Gott fordert die Muslime dazu auf, die Botschaft des Friedens zu verbreiten und sich selbst ihrem Gegner gegenüber gerecht zu verhalten, um damit sein Herz zu erweichen und aus ihm einen Freund zu machen. Gott sagt:
وَلا تَسْتَوِي الْحَسَنَةُ وَلا السَّيِّئَةُ ادْفَعْ بِالَّتِي هِيَ أَحْسَنُ فَإِذَا الَّذِي بَيْنَكَ وَبَيْنَهُ عَدَاوَةٌ كَأَنَّهُ وَلِيٌّ حَمِيمٌ
„Und nimmer sind das Gute und das Böse gleich. Wehre das Böse in bester Art ab, und siehe da, der, zwischen dem und dir Feindschaft herrschte, wird wie ein treuer Freund sein.“ (41:34).
Wir werden Islamhass und Feindschaft nicht mit Vergeltung sondern mit mehr Offenheit, Liebe und Freundschaft besiegen.
Niemals dürfen wir Terror – egal ob er islamfeindlich daherkommt oder islammissbrauchend oder wie auch immer – niemals dürfen wir Terror als Brennstoff für noch mehr Hass, Konfrontation oder gar Gewalt verwenden. Niemals dürfen wir das Tun einzelner Menschen auf die Gesamtheit ihrer Religion oder Ethnie beziehen. So wie niemals der Islam und nicht „die“ Muslime verantwortlich sind für den Terror irregeleiteter Muslime, so sind niemals Christen, Neuseeländer, Australier oder „westliche Menschen“ für den Irrsinn des Terroristen verantwortlich, dessen Name hier nicht wiederholt werden soll. Wer so ein Denken propagiert, verstößt gegen den Geist des Islam, und ich glaube auch jeder anderen Religion. All denen müssen wir uns entgegenstellen.
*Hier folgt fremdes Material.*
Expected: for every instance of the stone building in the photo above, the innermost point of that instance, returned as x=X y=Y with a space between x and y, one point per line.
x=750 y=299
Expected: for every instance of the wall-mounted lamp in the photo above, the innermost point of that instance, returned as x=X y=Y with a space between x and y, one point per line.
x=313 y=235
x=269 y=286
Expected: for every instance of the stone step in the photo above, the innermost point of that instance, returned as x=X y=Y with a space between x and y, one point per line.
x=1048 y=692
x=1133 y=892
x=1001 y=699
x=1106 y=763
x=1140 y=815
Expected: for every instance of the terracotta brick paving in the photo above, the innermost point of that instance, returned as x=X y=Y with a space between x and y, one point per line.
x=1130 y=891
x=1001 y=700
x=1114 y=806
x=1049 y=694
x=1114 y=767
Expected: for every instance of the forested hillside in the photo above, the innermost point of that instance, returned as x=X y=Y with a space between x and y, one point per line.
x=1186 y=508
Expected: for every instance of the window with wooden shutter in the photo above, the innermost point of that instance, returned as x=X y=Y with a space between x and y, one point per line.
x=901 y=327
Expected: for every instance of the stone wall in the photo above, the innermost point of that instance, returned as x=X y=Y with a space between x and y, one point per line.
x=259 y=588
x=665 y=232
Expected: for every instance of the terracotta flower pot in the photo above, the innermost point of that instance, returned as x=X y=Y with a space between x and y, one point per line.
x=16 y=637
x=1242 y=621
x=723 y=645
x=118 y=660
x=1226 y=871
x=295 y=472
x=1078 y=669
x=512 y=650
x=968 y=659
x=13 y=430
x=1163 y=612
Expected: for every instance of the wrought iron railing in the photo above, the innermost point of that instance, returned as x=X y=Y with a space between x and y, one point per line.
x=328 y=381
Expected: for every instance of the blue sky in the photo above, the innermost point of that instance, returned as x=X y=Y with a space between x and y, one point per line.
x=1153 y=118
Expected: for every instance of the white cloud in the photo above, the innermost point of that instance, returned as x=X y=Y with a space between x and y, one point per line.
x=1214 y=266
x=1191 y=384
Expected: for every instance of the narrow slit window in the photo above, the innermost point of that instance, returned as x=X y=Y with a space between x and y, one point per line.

Wir Muslime bezeichnen einen Terrorakt eines Christen nicht als „christlichen Terror“. Deswegen bitten wir alle Menschen guten Willen, vor allem Politiker und Medien, den Begriff „islamistischer Terror“ NICHT zu verwenden, einfach weil darin der Name unsere Religion steckt. Terror darf nicht im Zusammenhang mit einer Religion verwendet werden
Wir alle, Muslime, Juden, Christen oder säkulare Menschen, müssen gemeinsam Hass, Rassismus und Gewalt widerstehen. Und das können wir, mit Gottes Hilfe, wenn wir füreinander miteinander zusammenstehen.
Wenn wir das nicht schaffen, wie ehrlich wäre dann heute unsere Betroffenheit?
Wenn wir das nicht schaffen, dann sind wir es nicht wert, der Opfer zu gedenken.